A dire d'expert


Baux commerciaux :
les pièges

Le bail commercial a un statut spécifique en France. Il nécessite impérativement le recours au conseil d’un professionnel. N’agissez pas à la légère : les pièges sont nombreux et parfois redoutables ! En voici quelques exemples.

La caractéristique principale du bail commercial est le droit au renouvellement. Si le locataire a bien respecté l’ensemble des conditions contractuelles, le renouvellement du bail est acquis ; le propriétaire qui le refuse doit une indemnité d’éviction. La qualité des parties contractantes est déterminante : le locataire doit être com-merçant ou avoir une activité commerciale ; le bailleur doit être le propriétaire du local. La difficulté est réelle quand l’immeuble fait l’objet d’un démembrement de propriété en usufruit pour lequel l’usufruitier n’a pas seul la qualité pour conclure. Elle l’est aussi dans une copropriété ou un lotissement : il faut vérifier que l’activité envisagée est permise.

Durée du bail :
attention

La durée minimum est de 9 ans et non pas de 3, 6 ou 9 ans.

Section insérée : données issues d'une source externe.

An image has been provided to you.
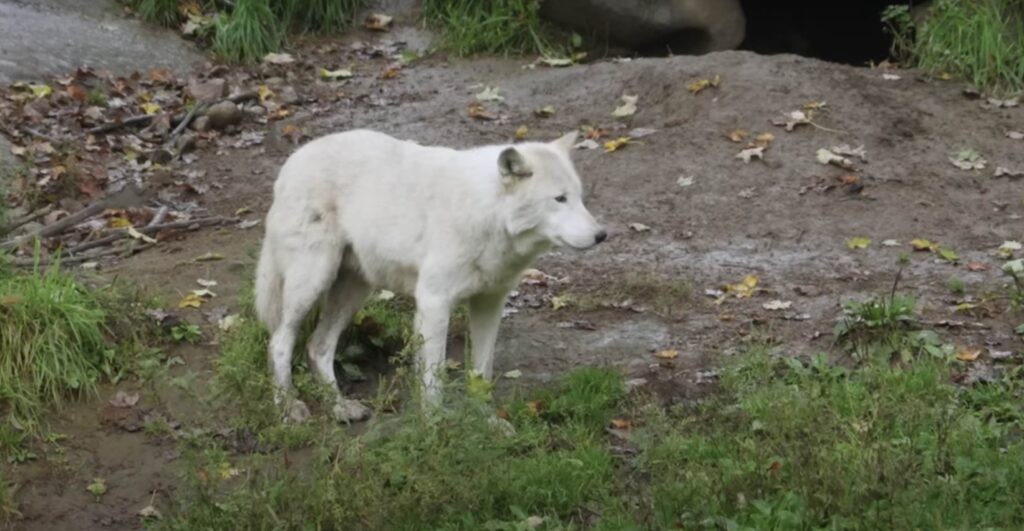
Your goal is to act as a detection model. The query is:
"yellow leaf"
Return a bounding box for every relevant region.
[846,236,871,249]
[106,216,131,228]
[128,225,157,244]
[319,69,352,79]
[178,293,206,308]
[910,237,937,251]
[604,136,630,153]
[686,75,722,94]
[654,350,679,359]
[956,347,981,361]
[256,85,274,102]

Seul le locataire a la possibilité de résilier tous les 3 ans. Lors de la signature, il s’engage donc pour 3 ans au minimum. (Quant au bail dérogatoire de moins de 2 ans, s’il dépasse la durée prévue, il se transforme automatiquement en bail commercial). Arrivé à échéance, le contrat ne se renouvelle pas tacitement. Ainsi, le bail de 9 ans, non dénoncé, peut se transformer en bail de 12 ans et voir son loyer déplafonné par son bailleur. Le locataire a intérêt à faire délivrer par huissier une demande de renouvellement pour 9 ans afin de permettre sa reconduction, même en l’absence d’entente avec le propriétaire sur le montant du loyer.

Des conditions...
libres

En dehors du droit au renouvellement, les conditions du bail sont librement négociables. Seule exception : la libre cessibilité du bail à un successeur dans le commerce exercé. Par contre, une activité non prévue dans le contrat n’est cessible qu’avec l’accord du propriétaire ou du juge des loyers. Les obligations liées au local (entretien, réparations) ne font pas l’objet d’un dispositif obligatoire. Ainsi est-il possible de mettre à la charge du locataire jusqu’aux grosses réparations.

Des engagements
stricts

Il faut respecter ses obligations :

  • Le non-paiement du loyer est un motif de résiliation. Le locataire en conflit avec son bailleur ne peut pas, à sa seule initiative, s’abstenir de payer le loyer tant que ce dernier n’a pas répondu à sa demande.
  • La révision du loyer se fait tous les trois ans (sauf indexation annuelle) mais le locataire peut toujours demander l’application de la valeur locative si elle lui est plus favorable.
  • Le bailleur ne peut s’opposer à la cession du bail mais il faut scrupuleusement respecter les conditions de cession. Le bail n’est pas cessible de façon autonome et il faut l’accord du propriétaire si l’activité est différente.
  • La mise en location gérance : le bailleur ne peut s’y opposer mais il faut la lui notifier.
  • La modification des lieux loués : le changement d’affectation non autorisé par le bailleur permet à celui-ci de demander la résiliation. Autre exemple : la modification de la configuration des lieux avec une augmentation de plus de 25 % de la surface commerciale entraîne un déplafonnement même si les travaux ont été autorisés par le propriétaire. Même si le bailleur a donné son accord pour ce dépassement, le locataire a intérêt à demander un renouvellement anticipé du bail.